True, but they sometimes reuse the same board layout for 2 or 3 variants (like Prime, TUF and Pro or something like that).
Intel used PCIe 5.0 really just as a marketing bullet point, there's no consumer products on the market that support pcie5.0, not even their Intel Arc gpus (coming soon^TM) will support it. I think the big advantage of Alder Lake was the 8x DMI (chipset link), but that's not as "marketable" for the general consumer.
x16 slot and nvme being on 5.0 is great and all, but I'm more curious on how AMD will handle the chipset link with the 2 chipsets, x4 or x2 to each one? Or x8 to the master and then x4 from master to slave?
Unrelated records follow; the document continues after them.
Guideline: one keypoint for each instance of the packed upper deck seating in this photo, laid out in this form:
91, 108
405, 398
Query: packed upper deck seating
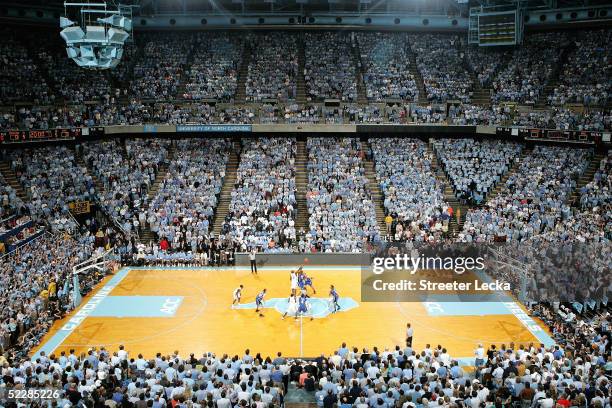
21, 77
182, 208
126, 175
273, 70
486, 63
161, 70
213, 73
43, 172
263, 206
585, 77
533, 200
329, 70
342, 216
439, 61
413, 198
529, 69
475, 167
386, 66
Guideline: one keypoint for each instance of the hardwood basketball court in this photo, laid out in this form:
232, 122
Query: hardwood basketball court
151, 310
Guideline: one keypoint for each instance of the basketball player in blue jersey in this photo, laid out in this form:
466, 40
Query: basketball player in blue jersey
334, 298
259, 302
308, 283
303, 306
237, 295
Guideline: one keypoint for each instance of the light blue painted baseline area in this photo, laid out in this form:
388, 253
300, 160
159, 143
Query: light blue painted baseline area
137, 306
443, 308
58, 338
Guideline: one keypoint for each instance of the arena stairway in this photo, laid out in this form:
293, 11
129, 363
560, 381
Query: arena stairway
480, 95
455, 225
553, 81
144, 232
301, 185
362, 98
301, 82
243, 73
102, 214
78, 157
161, 174
585, 178
11, 178
414, 70
502, 182
375, 192
225, 197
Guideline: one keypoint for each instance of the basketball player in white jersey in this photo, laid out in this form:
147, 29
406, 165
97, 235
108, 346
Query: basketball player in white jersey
292, 306
237, 295
294, 282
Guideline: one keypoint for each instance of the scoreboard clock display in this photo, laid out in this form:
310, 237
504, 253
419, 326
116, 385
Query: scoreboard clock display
25, 136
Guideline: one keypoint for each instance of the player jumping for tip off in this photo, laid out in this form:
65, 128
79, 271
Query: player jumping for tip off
237, 295
259, 302
333, 295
SLI is far from the only reason to want more expansion, even before going HEDT. There's capture cards, gpu passthrough, sound cards, usb expansion, ethernet nics, etc. that users may want to connect. And Threadripper Pro is a BIG jump in everything, especially price, that would be more of an argument when regular Threadripper was being updated, but it seems that it's a dead platform for now.
I was hoping the move to PCIe 5.0 and dividing the chipset, or whatever their idea with the 2 chips is, there was going to be more IO which (with the very limited info we have now) doesn't seem to be the case. Even though Asus Prime is the lower end of the Asus lineup, this is still the X chipset version, not B or A budget ones.